Understanding the relationship between pH and pOH is crucial in solving acid-base chemistry problems. In a neutral solution at 25°C, the sum of pH and pOH is always equal to 14.
This relationship can be expressed by the formula:

• \[ \text{pH} + \text{pOH} = 14 \]

This allows us to calculate one value if the other is known. For instance, if a solution has a pH of 10.09, its pOH can be found by subtracting the pH from 14, resulting in a pOH of 3.91.
This relationship helps in determining the acidity or basicity of a solution by providing insight into the concentration of hydroxide ions \([\text{OH}^-]\) from the given pH.

The concentration of hydronium ions \([\text{H}^+]\) and hydroxide ions \([\text{OH}^-]\) in a solution provides essential information about the solution's nature. These ions are central in water's self-ionization process, expressed as:

• \[ \text{H}_2\text{O} \rightleftharpoons \text{H}^+ + \text{OH}^- \]

The product of these concentrations is a constant at a given temperature, known as the ionic product of water \(K_w\), given by:

• \[ [\text{H}^+] \, [\text{OH}^-] = 1 \times 10^{-14} \]

Given the concentration of hydroxide ions from pOH (in this case, \([\text{OH}^-] = 1.23 \times 10^{-4} \, \text{M}\)), we can calculate \([\text{H}^+]\) using the relationship:

• \[ [\text{H}^+] = \frac{1 \times 10^{-14}}{1.23 \times 10^{-4}} \]

This results in a hydronium ion concentration \([\text{H}^+] \approx 8.13 \times 10^{-11} \, \text{M}\). By understanding both concentrations, we can better understand a solution's acidic or basic nature.

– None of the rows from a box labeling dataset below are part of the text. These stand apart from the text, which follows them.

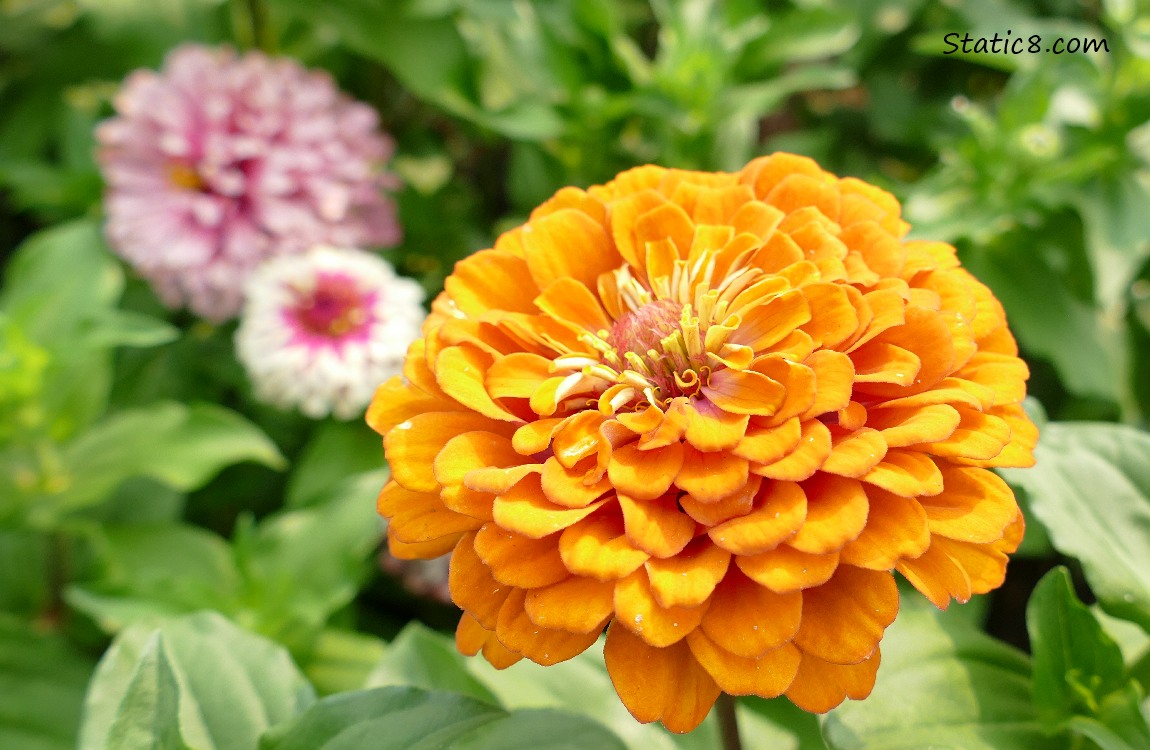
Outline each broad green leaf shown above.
[79,612,315,750]
[260,687,507,750]
[67,523,239,633]
[286,420,383,507]
[451,709,626,750]
[0,616,94,750]
[1004,422,1150,632]
[366,622,499,703]
[260,687,623,750]
[823,602,1063,750]
[1026,568,1126,722]
[107,632,194,750]
[235,470,384,648]
[31,401,284,518]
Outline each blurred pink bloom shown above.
[236,247,424,419]
[97,45,400,321]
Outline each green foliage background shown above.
[0,0,1150,750]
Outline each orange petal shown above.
[707,482,806,556]
[919,464,1019,543]
[787,649,881,713]
[607,443,683,500]
[383,412,506,492]
[388,528,463,560]
[699,568,805,659]
[802,349,854,421]
[439,484,496,521]
[619,495,695,558]
[444,250,538,317]
[754,352,818,424]
[679,475,762,527]
[366,375,463,435]
[803,282,859,349]
[788,474,869,554]
[435,346,520,422]
[822,427,887,477]
[522,208,622,289]
[896,536,970,610]
[728,289,811,352]
[795,565,898,664]
[496,589,599,667]
[492,476,607,539]
[687,630,802,698]
[603,621,720,733]
[523,575,615,635]
[842,487,930,571]
[615,569,707,648]
[559,512,651,581]
[851,340,922,387]
[646,536,730,607]
[431,430,523,487]
[535,278,611,334]
[455,612,523,669]
[926,407,1011,461]
[447,531,512,630]
[376,483,483,544]
[751,419,831,482]
[703,367,787,416]
[475,523,570,589]
[515,418,566,456]
[483,352,553,398]
[955,351,1030,404]
[541,456,611,507]
[861,450,943,497]
[684,400,750,451]
[735,544,838,594]
[868,404,961,447]
[731,419,803,465]
[675,446,749,503]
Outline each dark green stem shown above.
[715,692,743,750]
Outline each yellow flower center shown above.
[168,162,204,190]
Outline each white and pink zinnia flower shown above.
[236,247,424,419]
[97,45,400,321]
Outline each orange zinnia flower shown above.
[367,154,1037,732]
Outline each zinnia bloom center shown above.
[291,276,370,338]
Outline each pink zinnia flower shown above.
[236,247,424,419]
[97,45,400,321]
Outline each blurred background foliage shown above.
[0,0,1150,748]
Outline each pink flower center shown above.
[290,274,373,338]
[607,299,683,357]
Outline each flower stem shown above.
[231,0,276,54]
[715,692,743,750]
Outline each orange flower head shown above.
[367,154,1037,732]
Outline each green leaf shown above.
[66,523,239,633]
[301,628,388,695]
[1026,567,1126,722]
[451,709,626,750]
[79,612,315,750]
[286,420,383,507]
[260,687,507,750]
[366,622,499,703]
[823,602,1064,750]
[32,401,284,519]
[236,470,385,648]
[0,616,94,750]
[1003,422,1150,632]
[260,687,623,750]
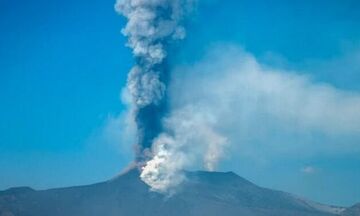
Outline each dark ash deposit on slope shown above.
[0,169,356,216]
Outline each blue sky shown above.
[0,0,360,205]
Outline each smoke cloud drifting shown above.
[115,0,201,192]
[115,0,194,162]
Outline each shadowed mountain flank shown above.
[0,169,351,216]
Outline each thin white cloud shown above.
[170,46,360,160]
[301,166,316,175]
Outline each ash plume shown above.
[115,0,191,163]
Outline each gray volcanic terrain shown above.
[0,169,359,216]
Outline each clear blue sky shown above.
[0,0,360,205]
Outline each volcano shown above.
[0,169,358,216]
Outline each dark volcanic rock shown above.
[0,169,348,216]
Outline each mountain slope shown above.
[0,169,348,216]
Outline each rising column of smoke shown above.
[115,0,190,162]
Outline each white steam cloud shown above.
[141,106,227,193]
[141,46,360,192]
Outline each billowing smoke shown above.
[141,105,227,193]
[116,0,211,193]
[115,0,191,162]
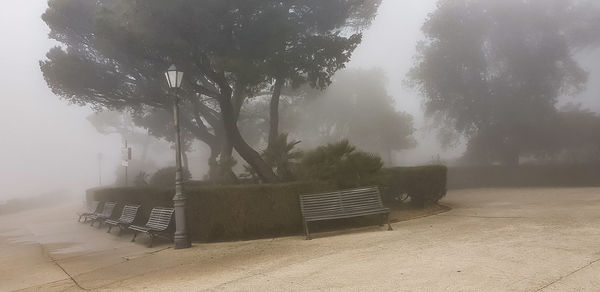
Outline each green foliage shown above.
[262,133,302,181]
[87,182,335,241]
[408,0,600,164]
[87,163,446,241]
[282,69,416,165]
[299,140,383,187]
[149,166,192,187]
[374,165,448,207]
[40,0,381,181]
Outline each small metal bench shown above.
[129,207,175,247]
[104,205,140,235]
[88,202,117,228]
[77,201,100,223]
[300,187,392,239]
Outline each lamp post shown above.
[165,65,191,249]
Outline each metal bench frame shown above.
[104,205,140,235]
[300,187,392,240]
[88,202,117,228]
[129,207,175,247]
[77,201,100,223]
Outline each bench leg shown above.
[304,221,310,240]
[148,232,154,247]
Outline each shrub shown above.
[87,182,336,241]
[150,166,192,187]
[87,166,446,241]
[373,165,448,207]
[299,140,383,188]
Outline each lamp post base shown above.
[175,235,192,249]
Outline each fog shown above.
[0,0,600,201]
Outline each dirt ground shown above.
[0,188,600,291]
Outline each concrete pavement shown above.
[0,188,600,291]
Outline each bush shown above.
[150,166,192,187]
[87,166,446,241]
[373,165,448,207]
[87,182,335,241]
[299,140,383,188]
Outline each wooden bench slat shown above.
[129,207,175,246]
[299,187,392,239]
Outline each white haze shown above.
[0,0,600,201]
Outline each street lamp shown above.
[165,65,191,249]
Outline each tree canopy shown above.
[40,0,380,182]
[408,0,600,164]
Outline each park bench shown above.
[88,202,117,228]
[77,201,100,223]
[300,187,392,239]
[129,207,175,247]
[104,205,140,235]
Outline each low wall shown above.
[87,166,446,241]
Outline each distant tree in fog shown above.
[40,0,380,182]
[292,69,416,165]
[407,0,600,164]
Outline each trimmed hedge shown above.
[87,166,446,241]
[87,182,336,241]
[377,165,448,207]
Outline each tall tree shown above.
[284,69,416,165]
[41,0,377,182]
[408,0,600,164]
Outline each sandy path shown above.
[0,188,600,291]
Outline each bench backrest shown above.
[101,202,117,217]
[300,187,384,215]
[146,207,175,231]
[86,201,100,213]
[119,205,140,224]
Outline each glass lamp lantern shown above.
[165,65,183,88]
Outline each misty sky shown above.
[0,0,600,200]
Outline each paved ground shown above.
[0,188,600,291]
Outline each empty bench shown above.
[104,205,140,235]
[129,207,175,247]
[300,187,392,239]
[77,201,100,223]
[86,202,117,228]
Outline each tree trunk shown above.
[181,150,190,171]
[268,78,284,148]
[218,88,279,183]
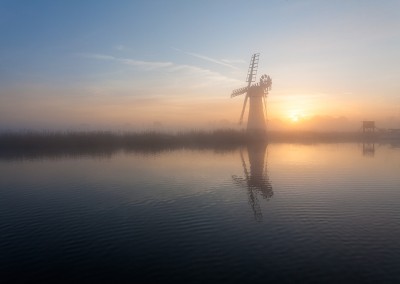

The base ionization constant, \(K_b\), is a crucial parameter in assessing the strength of a base. It quantifies the extent to which a base can dissociate in water, indicating how productive it is in forming hydroxide ions.
The formula for calculating \(K_b\) is:

• \[ K_b = \frac{[\text{OH}^-]^2}{[\text{Base}] - [\text{OH}^-]} \]

In cases with low hydroxide concentrations compared to the base, this formula can simplify to:

• \[ K_b \approx \frac{[\text{OH}^-]^2}{[\text{Base}]} \]

For our solution, with \([\text{OH}^-] = 1.23 \times 10^{-4} \, \text{M}\) and base concentration \([\text{Base}] = 0.015 \, \text{M}\), the calculated \(K_b\) is approximately \(1.01 \times 10^{-7}\). This result helps to understand whether a base is strong, moderately weak, or very weak.

Classifying the strength of acids and bases helps predict their behavior in chemical reactions. The strength of a base is determined by its base ionization constant, \(K_b\).
Strong bases have high \(K_b\) values, indicating a greater tendency to donate electrons and form hydroxide ions. In contrast, weak bases have significantly lower \(K_b\) values.
They ionize less in water.
Our calculated \(K_b\) of the example base, \(1.01 \times 10^{-7}\), is indicative of a moderately weak base.
This particular value situates the base's strength between a strong base, with a higher \(K_b\), and a very weak base, with \(K_b\) near \(10^{-10}\).
Understanding this classification allows us to foresee how bases will behave in water and how they will interact with other chemical species.